Oui, mais le rejet du libéralisme, sur lequel elle a tenté de s'unir et d'entraîner une partie du PS, est un mot d'ordre très confus. Je préférerais qu'on parle d'anticapitalisme. Le libéralisme n'est pas à rejeter en bloc, qu'il s'agisse des libertés individuelles ou même de la concurrence économique, laquelle provoque chez les militants d'extrême gauche une phobie plus religieuse que politique. Cet antilibéralisme abstrait, qui en dit trop d'un côté, n'en dit pas assez sur les nouvelles formes du capitalisme : économie de la sous-traitance, développement du biocapital, perspectives d'exploitation du risque écologique planétaire, nouveaux blocs de rang mondial. Il ne permet ni d'isoler les adversaires principaux ni de tracer la démarcation nécessaire avec protectionnisme et étatisme.
Ne mélange-t-on pas capitalisme, mondialisation et Europe libérale ?
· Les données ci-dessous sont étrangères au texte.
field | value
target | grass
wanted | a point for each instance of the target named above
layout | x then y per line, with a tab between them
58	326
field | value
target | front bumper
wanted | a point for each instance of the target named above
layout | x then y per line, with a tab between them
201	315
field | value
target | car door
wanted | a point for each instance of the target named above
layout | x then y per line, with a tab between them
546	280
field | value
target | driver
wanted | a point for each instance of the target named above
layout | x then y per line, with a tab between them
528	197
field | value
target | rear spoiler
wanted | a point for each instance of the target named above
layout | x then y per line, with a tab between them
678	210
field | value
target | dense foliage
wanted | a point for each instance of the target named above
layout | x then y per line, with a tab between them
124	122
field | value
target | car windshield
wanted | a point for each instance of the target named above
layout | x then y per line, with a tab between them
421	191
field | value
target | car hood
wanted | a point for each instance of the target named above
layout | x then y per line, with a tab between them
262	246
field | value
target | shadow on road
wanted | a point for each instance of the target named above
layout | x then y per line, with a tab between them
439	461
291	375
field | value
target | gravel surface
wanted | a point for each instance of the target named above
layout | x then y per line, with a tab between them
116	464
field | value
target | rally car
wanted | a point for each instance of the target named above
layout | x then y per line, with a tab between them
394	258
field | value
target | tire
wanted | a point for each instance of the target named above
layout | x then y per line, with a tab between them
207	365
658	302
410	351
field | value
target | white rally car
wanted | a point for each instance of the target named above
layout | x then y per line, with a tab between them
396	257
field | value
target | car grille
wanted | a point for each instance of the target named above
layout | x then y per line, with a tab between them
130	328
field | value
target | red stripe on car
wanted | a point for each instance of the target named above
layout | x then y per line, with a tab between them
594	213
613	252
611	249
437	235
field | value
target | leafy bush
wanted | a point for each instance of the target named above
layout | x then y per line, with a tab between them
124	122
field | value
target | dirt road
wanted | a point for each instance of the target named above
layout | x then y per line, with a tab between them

Si. Personne ne pense sérieusement que l'Etat français dispose par lui-même de la possibilité d'inverser le cours de la mondialisation. Le discours souverainiste est mystificateur. Mais il ne faut pas non plus se résigner au nouveau cycle qui est en train de détruire les droits mis en place par un siècle de réformes et de luttes de classes. Comme le dit Robert Castel, nous assistons à l'émergence, à la place du salariat classique, d'une nouvelle condition sociale : le précariat. La majorité des emplois créés sont instables, ce qui entraîne des conséquences psychologiques et sociales gravissimes, en particulier pour les jeunes même s'il faut trouver un nouveau régime pour la mobilité professionnelle. Sur ce point et sur d'autres l'exception culturelle, la rénovation des services publics, l'éducation civique , nos résistances et nos projets dépendent entièrement de l'inscription dans une dimension au moins européenne. Ayant voté «non» au référendum constitutionnel de 2005 précisément pour ces raisons, je dois bien constater que le débat est retombé. Mais je milite pour que la gauche aille dans le sens d'un fédéralisme européen, à condition que ses institutions soient démocratisées et décentralisées, ouvertes aux actions de masse en faveur d'un nouveau pacte social.
A contrario, l'identité nationale est-elle un faux problème ?
Pas du tout ! C'est un sujet à propos duquel le clivage gauche-droite doit être fortement mis en évidence. Malgré ses formes destructrices, la révolte des jeunes de banlieue contre les discriminations montre qu'il existe des ressources potentielles pour la nation républicaine, mais aussi, par contrecoup, qu'une partie des classes populaires en butte à l'insécurité est attirée par des positions populistes, voire racistes. On ne résistera pas à cette dérive avec un discours universaliste abstrait, prônant une sorte de citoyenneté nomade. Je n'ai rien à objecter au fait que Ségolène Royal revendique certains symboles patriotiques, dès lors qu'elle se prononce en même temps pour la régularisation d'une immigration de résidence autour de la scolarisation des enfants. Cela traduit une conception ouverte de la nation, à partir de laquelle toute la gauche, avec ses différentes sensibilités, peut s'atteler à une synthèse de l'identité française et de l'ouverture au monde du XXIe siècle.